To monitor rate of proliferation, cells were plated in triplicate at 500,000 cells/10-cm plate and counted every two days utilizing Trypan Blue Viability Assay on the Nexcelom Cellometer Vision CBL. To extrapolate proliferation to the respective time periods, we used the equation Nf=Noekt, where Nf is the final number of cells, No is the starting number of cells, k is ln2/DT (doubling time), and t is time in days. For each period we calculated the doubling time and used it to estimate the number of cells (Nf) that would result from initially plating 500,000 (N0) and culturing them for a given period of time.
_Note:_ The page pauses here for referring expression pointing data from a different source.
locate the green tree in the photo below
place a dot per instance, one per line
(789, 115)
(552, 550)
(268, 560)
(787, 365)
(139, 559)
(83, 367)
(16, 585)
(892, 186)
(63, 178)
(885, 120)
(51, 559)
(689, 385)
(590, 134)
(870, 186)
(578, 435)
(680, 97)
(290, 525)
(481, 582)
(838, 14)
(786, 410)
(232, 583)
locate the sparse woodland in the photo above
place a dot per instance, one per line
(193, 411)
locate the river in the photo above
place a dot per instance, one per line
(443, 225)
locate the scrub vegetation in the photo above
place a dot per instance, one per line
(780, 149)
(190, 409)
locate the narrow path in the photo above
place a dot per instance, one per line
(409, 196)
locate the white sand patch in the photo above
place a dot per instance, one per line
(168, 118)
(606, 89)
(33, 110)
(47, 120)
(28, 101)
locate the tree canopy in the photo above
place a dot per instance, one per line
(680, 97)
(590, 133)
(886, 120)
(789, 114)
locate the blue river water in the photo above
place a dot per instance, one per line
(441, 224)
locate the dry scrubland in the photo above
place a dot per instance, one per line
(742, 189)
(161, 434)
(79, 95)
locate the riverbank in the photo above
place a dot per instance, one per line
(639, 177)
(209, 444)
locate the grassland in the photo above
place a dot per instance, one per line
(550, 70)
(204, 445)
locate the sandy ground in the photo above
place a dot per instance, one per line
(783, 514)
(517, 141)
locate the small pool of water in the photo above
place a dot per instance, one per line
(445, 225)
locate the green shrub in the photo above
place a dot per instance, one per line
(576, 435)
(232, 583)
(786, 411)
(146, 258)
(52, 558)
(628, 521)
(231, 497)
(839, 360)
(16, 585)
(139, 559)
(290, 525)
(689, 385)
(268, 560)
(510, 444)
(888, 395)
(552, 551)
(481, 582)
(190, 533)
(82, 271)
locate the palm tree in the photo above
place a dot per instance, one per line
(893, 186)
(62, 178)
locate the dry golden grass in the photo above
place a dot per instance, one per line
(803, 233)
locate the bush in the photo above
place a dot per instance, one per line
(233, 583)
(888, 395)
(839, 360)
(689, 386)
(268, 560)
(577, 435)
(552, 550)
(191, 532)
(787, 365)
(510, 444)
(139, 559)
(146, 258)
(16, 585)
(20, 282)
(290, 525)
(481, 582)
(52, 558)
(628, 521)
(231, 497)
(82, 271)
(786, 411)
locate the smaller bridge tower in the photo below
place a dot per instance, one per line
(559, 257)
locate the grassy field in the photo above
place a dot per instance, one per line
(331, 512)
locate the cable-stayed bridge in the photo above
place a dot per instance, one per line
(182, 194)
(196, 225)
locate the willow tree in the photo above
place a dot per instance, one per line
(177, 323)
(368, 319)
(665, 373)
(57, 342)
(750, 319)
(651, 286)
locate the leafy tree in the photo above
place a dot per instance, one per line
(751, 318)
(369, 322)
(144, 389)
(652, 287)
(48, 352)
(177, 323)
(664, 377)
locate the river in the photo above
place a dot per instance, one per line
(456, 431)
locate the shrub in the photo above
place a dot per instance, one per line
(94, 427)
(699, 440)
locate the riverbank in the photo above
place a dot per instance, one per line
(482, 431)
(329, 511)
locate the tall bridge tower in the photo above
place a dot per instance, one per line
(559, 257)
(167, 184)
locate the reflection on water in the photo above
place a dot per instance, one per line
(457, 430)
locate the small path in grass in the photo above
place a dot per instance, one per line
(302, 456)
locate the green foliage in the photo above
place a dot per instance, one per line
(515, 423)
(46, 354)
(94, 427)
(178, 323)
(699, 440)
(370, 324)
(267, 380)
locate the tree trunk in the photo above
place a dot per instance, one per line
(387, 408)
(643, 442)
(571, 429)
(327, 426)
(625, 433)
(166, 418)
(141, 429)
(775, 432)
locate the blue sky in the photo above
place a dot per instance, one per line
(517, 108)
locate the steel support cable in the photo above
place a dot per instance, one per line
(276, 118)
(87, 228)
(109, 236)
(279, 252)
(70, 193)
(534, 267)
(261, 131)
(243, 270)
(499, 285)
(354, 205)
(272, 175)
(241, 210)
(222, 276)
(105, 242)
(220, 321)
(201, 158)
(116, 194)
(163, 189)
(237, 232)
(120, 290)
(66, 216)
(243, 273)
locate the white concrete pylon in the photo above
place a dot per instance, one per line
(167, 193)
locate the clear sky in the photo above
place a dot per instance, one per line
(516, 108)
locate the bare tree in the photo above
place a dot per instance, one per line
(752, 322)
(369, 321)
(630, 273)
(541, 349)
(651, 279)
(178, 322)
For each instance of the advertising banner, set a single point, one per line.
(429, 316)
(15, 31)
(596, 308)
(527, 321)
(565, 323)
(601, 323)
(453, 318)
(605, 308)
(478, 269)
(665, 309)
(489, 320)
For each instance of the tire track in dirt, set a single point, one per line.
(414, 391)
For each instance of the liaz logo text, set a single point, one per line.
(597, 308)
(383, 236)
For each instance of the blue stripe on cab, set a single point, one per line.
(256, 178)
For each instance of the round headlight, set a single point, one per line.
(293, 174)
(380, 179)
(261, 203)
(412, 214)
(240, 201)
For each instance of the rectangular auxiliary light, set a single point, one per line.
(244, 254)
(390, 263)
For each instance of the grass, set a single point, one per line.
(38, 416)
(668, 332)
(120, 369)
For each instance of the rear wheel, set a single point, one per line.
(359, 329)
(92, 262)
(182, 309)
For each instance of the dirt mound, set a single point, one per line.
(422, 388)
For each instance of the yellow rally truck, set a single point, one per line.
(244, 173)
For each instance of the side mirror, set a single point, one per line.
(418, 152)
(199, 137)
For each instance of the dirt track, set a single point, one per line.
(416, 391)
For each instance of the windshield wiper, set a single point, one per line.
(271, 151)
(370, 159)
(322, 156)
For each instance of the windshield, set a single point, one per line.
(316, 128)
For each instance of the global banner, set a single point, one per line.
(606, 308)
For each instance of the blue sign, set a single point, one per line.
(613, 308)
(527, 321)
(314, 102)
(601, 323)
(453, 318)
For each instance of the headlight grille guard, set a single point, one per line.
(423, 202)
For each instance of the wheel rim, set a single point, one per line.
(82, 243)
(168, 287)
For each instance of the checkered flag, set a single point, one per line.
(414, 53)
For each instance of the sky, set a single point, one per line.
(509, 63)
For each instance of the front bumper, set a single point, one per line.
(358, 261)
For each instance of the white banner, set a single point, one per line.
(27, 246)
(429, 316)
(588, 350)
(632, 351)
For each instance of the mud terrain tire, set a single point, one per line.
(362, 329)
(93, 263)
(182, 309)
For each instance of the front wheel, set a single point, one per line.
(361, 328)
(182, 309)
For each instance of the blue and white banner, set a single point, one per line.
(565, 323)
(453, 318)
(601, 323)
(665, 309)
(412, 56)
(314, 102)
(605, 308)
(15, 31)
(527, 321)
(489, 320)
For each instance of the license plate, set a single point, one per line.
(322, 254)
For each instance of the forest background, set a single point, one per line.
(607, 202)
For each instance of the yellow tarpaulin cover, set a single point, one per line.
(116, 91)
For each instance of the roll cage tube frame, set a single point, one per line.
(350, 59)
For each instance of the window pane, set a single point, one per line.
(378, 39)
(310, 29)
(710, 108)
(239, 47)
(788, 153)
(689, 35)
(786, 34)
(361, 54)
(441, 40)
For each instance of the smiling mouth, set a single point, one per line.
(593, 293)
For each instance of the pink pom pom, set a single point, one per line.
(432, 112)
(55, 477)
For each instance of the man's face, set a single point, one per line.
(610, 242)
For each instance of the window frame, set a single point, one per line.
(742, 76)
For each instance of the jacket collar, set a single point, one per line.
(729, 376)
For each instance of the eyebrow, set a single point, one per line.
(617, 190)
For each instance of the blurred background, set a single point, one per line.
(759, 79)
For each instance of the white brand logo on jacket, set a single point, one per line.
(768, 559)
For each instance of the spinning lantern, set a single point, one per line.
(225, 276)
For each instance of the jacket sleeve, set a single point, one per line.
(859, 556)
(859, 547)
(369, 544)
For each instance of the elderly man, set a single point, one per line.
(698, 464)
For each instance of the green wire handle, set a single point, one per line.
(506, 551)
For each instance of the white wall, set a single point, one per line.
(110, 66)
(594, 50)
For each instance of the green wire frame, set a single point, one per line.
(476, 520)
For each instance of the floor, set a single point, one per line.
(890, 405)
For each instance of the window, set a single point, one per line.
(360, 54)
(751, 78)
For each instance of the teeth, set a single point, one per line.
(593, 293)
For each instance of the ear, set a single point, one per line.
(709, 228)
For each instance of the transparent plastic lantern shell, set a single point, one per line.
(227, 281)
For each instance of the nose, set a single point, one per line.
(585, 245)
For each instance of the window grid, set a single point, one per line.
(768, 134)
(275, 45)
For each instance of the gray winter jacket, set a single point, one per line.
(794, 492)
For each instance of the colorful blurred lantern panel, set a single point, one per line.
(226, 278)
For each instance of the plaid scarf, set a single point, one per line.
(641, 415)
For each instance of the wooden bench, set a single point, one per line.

Immunoblotting, immunofluorescence, and qRT-PCR

These were performed using standard protocols described before[14, 29, 46]. Details in supplemental information.

HR assays

HR was measured in MCF7-pDR-GFP cells by flow cytometry as described[61]

Microscopy

Microscopy and photo capture was performed on a Leica DM5000 B microscope using 40× or 63× oil objective lenses with a Leica DFC350FX digital camera and the Leica Application Suite (Version 4.1.0).

Statistical analysis

A standard “two-tailed” student’s t-test was used to calculate statistical significance of the observed differences between two independent samples. When comparisons were made among more than two samples, we used one-way ANOVA. All graphs show average±sem of at least 3 biological repeats. GraphPad Prism 6 was used for the calculations. Differences were considered statistically significant when p<0.05.